Social networking systems commonly provide mechanisms that allow users to interact and communicate within their social networks. For instance, a user may be able to send a content item to one or more other users. Content items may be uploaded to or created within many social networking system contexts, such as newsfeeds, user profiles, user walls, group pages, event pages, private messages, email messages, comment threads, message chains, photo albums, or any other social networking system context capable of displaying a content item. Likewise, content items may be uploaded or created external to the social networking system's primary website, for instance through partner websites and/or websites with social networking system plug-ins. Collectively, social networking system contexts capable of displaying a content item are referred to as “spaces.” Administrators of a space, if any, are referred to as the “owners” of the space. Creating or uploading a content item to a space is referred to as “posting” to the space.
A group of social networking system users able to view a content item is referred to as an “audience.” The social networking system user who uploads or creates a content item is referred to as the “author” of the content item. Social networking system users can associate other users with content items. Associating a user with a content item is referred to as “tagging” the user in the content item, and the user associated with a content item is referred to as the “tagged user.” Entities other than user may also be tagged in a content item.
When a user is tagged in a content item, the association between the content item and the tagged user may be displayed in conjunction with the content item. For example, if a user is tagged in a message, the tagged user's name and/or a hyperlink to the user's profile may appear in connection with the message such as within the message or below it. Likewise, the association between the content item and the tagged user may be displayed in conjunction with other tagged users or content items, or may be displayed in a social networking system space, such as a user profile. Tagging may include any form of associating a user with a content item, including linking the tagged user to the content item by including a hyperlink to the profile of the tagged user, mentioning the tagged user's name in a wall post, identifying the tagged user in a photo, or any other form of association between the user and the content item both within the context of and external to a social networking system. It should be noted that tagging is not limited to an association between a person-entity and a content item, but may also include an association between a non-person entity and a content item.
Traditionally, social networking systems have allowed the author of a content item to dictate the audience for the content item, subject to the privacy rules of the space to which the content item is posted, the privacy rules of the owner of the space, and the privacy rules of any users tagged in the content item. For example, an author may upload a photo to his profile and allow all of his friends to view the photo. In this example, if the author tags a user in the photo, the photo may appear in the tagged user's profile if the tagged user's privacy settings allow tagged photos to appear in the tagger user's profile, but the photo will still be viewable only to friends of the author. In other words, the tagged user may prevent users from viewing a content item on the tagged user's profile or in another space owned by the tagged user, but current social networking systems do not allow a tagged user to expand the audience of the content item.
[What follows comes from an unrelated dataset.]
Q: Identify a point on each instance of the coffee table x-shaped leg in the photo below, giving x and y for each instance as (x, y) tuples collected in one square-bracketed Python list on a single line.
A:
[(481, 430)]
In social interactions outside the context of a social networking system, a speaker (e.g., the author) can make a statement (e.g., the content item) about another person (e.g., the tagged user), and the tagged user is free to repeat the statement to additional listeners irrespective of whether the author of the statement intended for the additional listeners to hear the statement. This freedom of repeating speech creates a social economy that allows the original speaker to weigh the benefit and costs of making statements prior to speaking, creating a self-monitored speech regulation environment. The benefits of this social economy may be realized in a social networking system, lowering the monitoring and filtering costs and remains a need for solutions that enable users of a social networking system to communicate in ways that more accurately reflect communications in the real world.